Cutting For Stone (2009)
Abraham Verghese

Set across three decades and two continents, Cutting for Stone is about a family of doctors, nurses and other medical types. It begins with the two separate journeys, an English doctor and an Indian nun/nurse who both end up at a hospital named Missing In Ethopia during the late 1950s. The hospital is missing quite a bit but it more than makes up for its deficits with its talented staff. Sister Mary Joseph Praise and Dr. Stone make a fine team but their late night rendez-vous earn them more than they can handle and they set in motion many of the novel's conflicts. It all curls around to the 1970s Bronx with the next generation, conjoined twins Marion and Shiva Stone. Birth separates them from their original connection and it takes half a lifetime for them to be physically and spirittually joined. Verghese, who is himself a doctor, skillfully tells of the twins' journey, especially Marion who finds himself a doctor in the Bronx. A worthwhile read.

The Thousand Autumns of Jacob de Zoet (2010)
David Mitchell

Most of the novel takes place from around 1801, when a handful of Europeans are forced to live on a small island in Nagasaki Harbor, because the Edo Japanese do not want their world to be corrupted by the religions and cultures of the West. The island has become a microcosm for corruption and self interest when Jacob de Zoet, an incorruptible Dutch clerk, comes sailing in to make his fortune.
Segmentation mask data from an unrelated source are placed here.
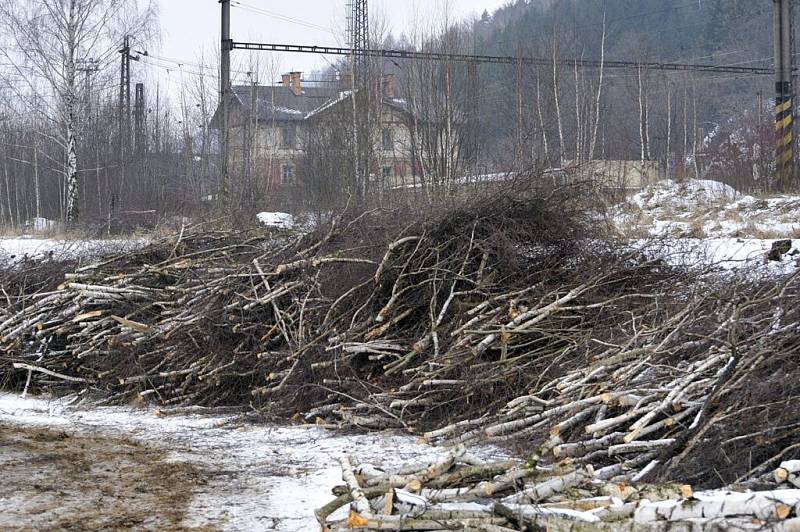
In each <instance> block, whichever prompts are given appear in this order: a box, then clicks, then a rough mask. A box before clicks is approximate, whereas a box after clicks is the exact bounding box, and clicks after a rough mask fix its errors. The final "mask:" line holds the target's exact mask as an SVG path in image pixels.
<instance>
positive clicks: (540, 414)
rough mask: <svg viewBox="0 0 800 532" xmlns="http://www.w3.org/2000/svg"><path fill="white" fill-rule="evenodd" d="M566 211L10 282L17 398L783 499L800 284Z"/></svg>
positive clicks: (222, 250) (792, 385)
mask: <svg viewBox="0 0 800 532" xmlns="http://www.w3.org/2000/svg"><path fill="white" fill-rule="evenodd" d="M565 201H566V200H565ZM565 205H567V203H564V202H559V201H553V198H552V197H550V198H547V199H546V200H544V199H537V198H532V197H526V196H522V197H507V198H495V199H494V200H493V203H491V204H486V205H477V206H473V207H470V208H464V209H461V210H457V211H455V212H447V213H445V214H444V215H442V216H441V217H440V218H437V219H433V220H422V221H415V222H411V223H409V224H408V225H406V226H398V225H397V221H396V220H397V219H402V216H398V215H397V214H396V213H393V214H390V215H389V216H384V215H382V214H380V213H373V212H368V213H363V214H360V215H358V216H353V217H349V218H341V219H339V220H337V221H336V222H334V223H331V224H329V225H326V226H324V227H320V228H319V229H318V230H316V231H314V232H312V233H309V234H294V233H291V232H289V233H279V234H273V233H269V234H264V233H249V232H233V231H223V230H206V229H205V228H196V229H191V230H186V231H182V232H181V233H180V234H178V235H175V236H174V237H169V238H165V239H163V240H161V241H158V242H154V243H152V244H151V245H150V246H147V247H144V248H142V249H138V250H135V251H131V252H129V253H126V254H122V255H118V256H114V257H109V258H107V259H105V260H103V261H101V262H98V263H95V264H91V265H88V266H82V267H79V268H77V269H70V270H68V271H66V272H64V274H63V279H62V281H63V282H62V283H61V284H60V286H57V287H56V286H50V285H48V284H47V283H43V282H37V283H26V282H25V281H24V279H21V278H20V274H19V272H17V273H14V275H8V272H6V274H5V276H4V274H3V272H2V271H0V284H2V289H3V291H2V293H3V294H5V297H6V300H7V305H6V308H5V310H4V311H3V313H2V322H0V385H2V386H3V387H6V388H13V389H17V390H19V391H22V390H23V389H31V391H34V390H51V391H54V392H55V393H64V392H67V391H75V390H78V391H81V392H87V393H98V392H99V394H100V395H101V397H102V398H103V400H104V401H106V402H109V403H126V404H127V403H132V402H137V401H139V402H141V401H146V402H152V403H155V404H157V405H158V406H160V407H162V408H164V407H166V408H175V407H185V406H191V405H200V406H205V407H219V406H242V405H247V406H253V407H254V408H256V409H257V410H258V411H259V412H260V413H261V414H265V415H274V416H281V417H284V418H288V417H293V418H294V419H296V420H299V421H301V422H306V423H318V424H321V425H325V426H332V427H355V428H360V429H385V428H402V429H404V430H406V431H409V432H413V433H417V434H421V435H424V437H425V438H426V440H427V441H429V442H431V443H437V444H452V443H464V444H474V443H479V442H486V441H488V442H493V443H502V444H509V445H511V444H514V445H522V446H523V449H525V452H536V453H537V454H538V455H539V456H540V457H541V460H542V461H543V463H550V464H556V463H560V462H562V461H563V460H565V459H569V460H570V461H571V463H573V464H575V465H576V466H579V467H580V468H584V469H580V470H588V468H589V467H590V466H591V467H592V468H593V473H592V477H593V478H594V479H595V480H603V479H611V478H617V477H620V476H625V477H626V478H628V480H630V481H645V480H647V481H658V482H664V481H671V480H674V479H676V478H680V479H682V480H684V481H686V482H692V483H694V484H697V485H702V486H704V487H705V486H723V485H729V484H732V483H750V484H751V485H752V487H756V486H757V485H758V484H759V483H764V482H772V480H771V478H772V477H771V476H772V472H773V470H774V469H775V467H777V465H778V464H779V463H780V462H782V461H785V460H787V459H791V458H796V457H797V455H796V454H792V453H796V449H798V448H800V438H799V437H798V428H800V414H798V410H797V408H796V401H797V399H796V398H797V397H798V396H800V365H798V364H797V352H798V349H800V304H798V303H800V282H799V281H800V276H798V275H794V276H789V277H783V278H772V279H749V278H748V279H736V278H733V277H730V276H729V277H724V278H720V277H715V276H712V277H709V276H705V275H702V274H701V273H697V272H692V271H687V270H685V269H682V268H675V267H672V266H668V265H667V264H665V263H664V262H663V261H660V260H653V259H651V258H650V259H648V258H643V257H641V256H640V255H639V254H637V253H636V252H631V251H624V250H622V251H619V250H617V249H616V248H614V247H613V246H610V245H606V244H602V240H600V239H599V237H598V236H597V235H595V234H592V233H591V232H590V231H589V229H587V228H586V227H587V226H588V225H590V223H593V222H592V220H591V218H590V217H589V218H585V219H584V218H580V216H578V215H574V216H572V217H570V216H568V215H567V214H565V213H566V212H568V210H569V209H567V208H566V207H565ZM587 220H588V221H587ZM581 231H583V233H582V232H581ZM40 281H41V280H40ZM787 478H788V477H787ZM448 489H449V488H448Z"/></svg>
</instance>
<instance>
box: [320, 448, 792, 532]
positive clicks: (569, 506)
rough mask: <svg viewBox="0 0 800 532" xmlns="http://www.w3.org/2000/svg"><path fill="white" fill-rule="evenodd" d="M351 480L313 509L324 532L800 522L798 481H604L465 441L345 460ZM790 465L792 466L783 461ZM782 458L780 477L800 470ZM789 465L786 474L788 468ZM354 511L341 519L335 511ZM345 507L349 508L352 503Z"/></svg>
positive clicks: (497, 530) (611, 527)
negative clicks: (366, 459)
mask: <svg viewBox="0 0 800 532" xmlns="http://www.w3.org/2000/svg"><path fill="white" fill-rule="evenodd" d="M341 466H342V480H343V481H344V484H343V485H341V486H336V487H334V488H333V493H334V495H336V496H337V497H336V499H334V500H333V501H331V502H330V503H329V504H327V505H325V506H324V507H322V508H320V509H318V510H317V511H316V516H317V519H318V521H319V523H320V526H321V529H322V530H323V531H335V530H396V531H411V530H436V531H441V530H474V531H485V532H509V531H521V530H554V531H561V530H564V531H567V530H569V531H572V530H582V531H594V530H597V531H600V530H608V531H612V530H629V531H640V530H641V531H658V530H670V531H674V530H687V531H689V530H731V529H736V530H786V531H788V530H796V529H797V527H798V526H800V490H798V489H773V490H770V491H755V492H752V491H748V492H746V491H731V490H716V491H703V492H695V491H694V490H693V489H692V487H691V486H689V485H686V484H640V483H630V482H623V481H609V480H606V479H605V478H603V477H604V475H602V474H600V471H598V470H595V469H594V468H592V467H591V466H580V465H576V464H575V463H573V462H571V461H569V460H566V461H563V462H560V463H558V464H555V465H551V466H547V467H544V466H541V465H538V464H537V463H535V462H534V461H529V462H527V463H521V462H516V461H501V462H486V461H483V460H481V459H480V458H477V457H476V456H473V455H470V454H469V453H467V452H466V450H465V449H464V447H463V446H457V447H455V448H454V449H452V450H451V451H450V452H449V453H448V455H447V456H446V457H445V458H444V459H442V460H441V461H439V462H436V463H432V464H426V465H412V466H406V467H403V468H401V469H399V470H398V471H394V472H387V471H382V470H379V469H377V468H375V467H374V466H371V465H369V464H359V463H358V462H357V461H356V459H355V458H353V457H351V456H346V457H343V458H342V459H341ZM784 466H786V468H788V469H786V468H784ZM796 466H797V464H795V463H784V464H782V466H781V468H779V469H778V470H777V471H776V472H775V475H776V478H777V477H778V476H783V477H784V479H785V478H788V477H786V476H784V475H789V476H790V475H795V473H790V472H789V471H796V470H798V468H797V467H796ZM782 472H783V473H782ZM348 505H349V511H348V513H346V514H343V515H341V516H340V518H338V519H332V518H331V516H332V514H334V512H337V511H339V513H340V514H341V513H342V510H341V509H342V508H347V507H348ZM345 511H347V510H345Z"/></svg>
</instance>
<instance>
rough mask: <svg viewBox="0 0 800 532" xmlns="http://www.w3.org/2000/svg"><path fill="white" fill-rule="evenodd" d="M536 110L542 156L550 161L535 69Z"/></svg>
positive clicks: (549, 157)
mask: <svg viewBox="0 0 800 532" xmlns="http://www.w3.org/2000/svg"><path fill="white" fill-rule="evenodd" d="M536 112H537V114H538V115H539V127H540V128H541V130H542V147H543V149H544V158H545V160H547V161H550V149H549V146H548V143H547V128H546V127H545V125H544V114H543V113H542V92H541V87H540V80H539V70H538V69H537V70H536Z"/></svg>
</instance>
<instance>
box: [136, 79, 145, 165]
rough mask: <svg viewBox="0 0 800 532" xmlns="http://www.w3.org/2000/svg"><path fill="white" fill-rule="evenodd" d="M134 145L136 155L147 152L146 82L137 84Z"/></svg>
mask: <svg viewBox="0 0 800 532" xmlns="http://www.w3.org/2000/svg"><path fill="white" fill-rule="evenodd" d="M133 124H134V125H133V146H134V152H135V153H136V155H142V154H144V153H145V137H144V128H145V110H144V83H137V84H136V97H135V100H134V105H133Z"/></svg>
The catch is five years of his life on this claustrophobic port infested with lice, rats abd even worst, human vermin. This laregly historical novel takes many liberties but does give a glimpse at a dying era, the rule of the Dutch. While other nations try to horn on on the Dutch East Indies Company's monopoly, the fortunes and misfortunes rain on this small island of Japanese and European characters. Mitchell introduces us in the best of his poetic writing. The plot has many twists and turns and the writing is spectacular; a truly panoramic novel of East and West.